The one shining bright spot of 2019 has been the books I’ve been reading. Adrian Tchaikovsky’s Children of Time was number ninety, I believe, and it is the book that convinced me that my traditional end-of-year top 10 list is probably going to have to be pushed to fifteen this year. It was effectively a random buy; we took my son to Barnes and Noble to spend some money on him for his birthday and it jumped off the shelf at me. I will own the sequel by the end of the weekend.

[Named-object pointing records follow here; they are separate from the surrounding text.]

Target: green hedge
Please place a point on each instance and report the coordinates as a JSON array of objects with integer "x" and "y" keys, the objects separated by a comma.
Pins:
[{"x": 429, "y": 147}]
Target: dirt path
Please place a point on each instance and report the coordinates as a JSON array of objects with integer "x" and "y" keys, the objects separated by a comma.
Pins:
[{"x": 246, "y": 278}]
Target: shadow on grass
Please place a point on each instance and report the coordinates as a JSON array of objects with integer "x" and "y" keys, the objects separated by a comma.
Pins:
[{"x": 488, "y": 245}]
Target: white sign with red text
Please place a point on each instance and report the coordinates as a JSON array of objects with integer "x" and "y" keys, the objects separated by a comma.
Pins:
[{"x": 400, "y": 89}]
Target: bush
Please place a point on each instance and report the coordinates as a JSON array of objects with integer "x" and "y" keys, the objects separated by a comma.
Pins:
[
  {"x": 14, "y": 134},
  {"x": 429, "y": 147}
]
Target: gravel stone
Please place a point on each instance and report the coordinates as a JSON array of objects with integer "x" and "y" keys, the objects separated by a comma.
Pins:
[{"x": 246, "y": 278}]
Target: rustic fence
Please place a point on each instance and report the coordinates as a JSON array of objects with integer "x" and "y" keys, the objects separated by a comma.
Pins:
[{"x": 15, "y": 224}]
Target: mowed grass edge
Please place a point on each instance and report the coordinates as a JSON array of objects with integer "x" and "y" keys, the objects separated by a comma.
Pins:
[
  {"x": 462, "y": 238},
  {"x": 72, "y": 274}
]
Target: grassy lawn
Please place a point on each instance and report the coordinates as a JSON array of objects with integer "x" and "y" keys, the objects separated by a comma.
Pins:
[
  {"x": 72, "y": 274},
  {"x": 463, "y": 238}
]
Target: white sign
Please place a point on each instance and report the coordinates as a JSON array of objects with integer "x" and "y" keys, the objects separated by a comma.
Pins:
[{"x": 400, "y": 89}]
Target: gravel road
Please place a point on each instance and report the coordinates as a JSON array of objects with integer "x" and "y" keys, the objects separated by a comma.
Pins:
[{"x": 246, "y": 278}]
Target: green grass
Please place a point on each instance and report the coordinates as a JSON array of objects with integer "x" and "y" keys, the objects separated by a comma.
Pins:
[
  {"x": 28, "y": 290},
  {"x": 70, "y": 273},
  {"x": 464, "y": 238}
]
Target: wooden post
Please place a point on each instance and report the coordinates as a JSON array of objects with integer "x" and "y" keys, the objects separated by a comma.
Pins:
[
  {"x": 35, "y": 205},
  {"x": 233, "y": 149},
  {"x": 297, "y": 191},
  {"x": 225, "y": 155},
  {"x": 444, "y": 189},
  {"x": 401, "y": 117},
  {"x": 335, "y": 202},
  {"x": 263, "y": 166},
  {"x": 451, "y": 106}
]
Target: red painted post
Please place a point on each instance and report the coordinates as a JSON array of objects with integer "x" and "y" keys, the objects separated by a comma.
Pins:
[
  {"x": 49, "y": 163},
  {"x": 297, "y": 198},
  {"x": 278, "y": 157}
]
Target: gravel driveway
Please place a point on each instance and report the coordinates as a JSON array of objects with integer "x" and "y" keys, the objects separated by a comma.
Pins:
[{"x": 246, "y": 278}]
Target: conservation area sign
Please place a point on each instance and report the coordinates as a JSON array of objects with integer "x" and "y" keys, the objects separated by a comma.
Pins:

Children of Time is a post-apocalyptic, more or less post-human novel set in two places: a green planet far from Earth and an ancient, decaying generation ship containing what are, as far as the occupants know, the last few thousand members of the human race. It takes place over centuries if not actual millennia– the time scale is kept fuzzy, and the human characters’ ability to put themselves into cryogenic storage until the next event that causes them to need to wake up allows the timeline to be pushed well beyond the human lifespan. At the very beginning, a human scientist attempts to seed the green planet with primate life and with a nanovirus that will tailor their evolution over the years to produce sentient life on the level of human beings. Something goes terribly wrong, and the proto-primates are lost, but the nanovirus is not … and it settles into a species of spider instead. The book tells two parallel stories: the slow evolution of the spider species and their eventual rise to supremacy on their planet, a story that takes place over many generations and thus has many different “main” characters for each part of the book, most of whom are named “Portia,” basically for narrative convenience, and the remaining humans on a generation ship called the Gilgamesh, a cultural reference they have long since forgotten the meaning of. Eventually, the two discover each other’s existence, and while there is conflict, it doesn’t work out the way you think it will, and the final resolution was so simple and elegant that it blew me away.
It is– and this is the entire review, so pay attention– one of the most fantastically inventive things I have ever read. That should be clear just from the plot summary, right? You already know you need to read this book, and you should go get it right now and get started. I know, I know, I’m prone to hyperbole, I start the review off with hyperbole and I mention my tendency toward hyperbole in damn near every positive review I write. But this book is really something special, y’all. You owe it to yourself to read it.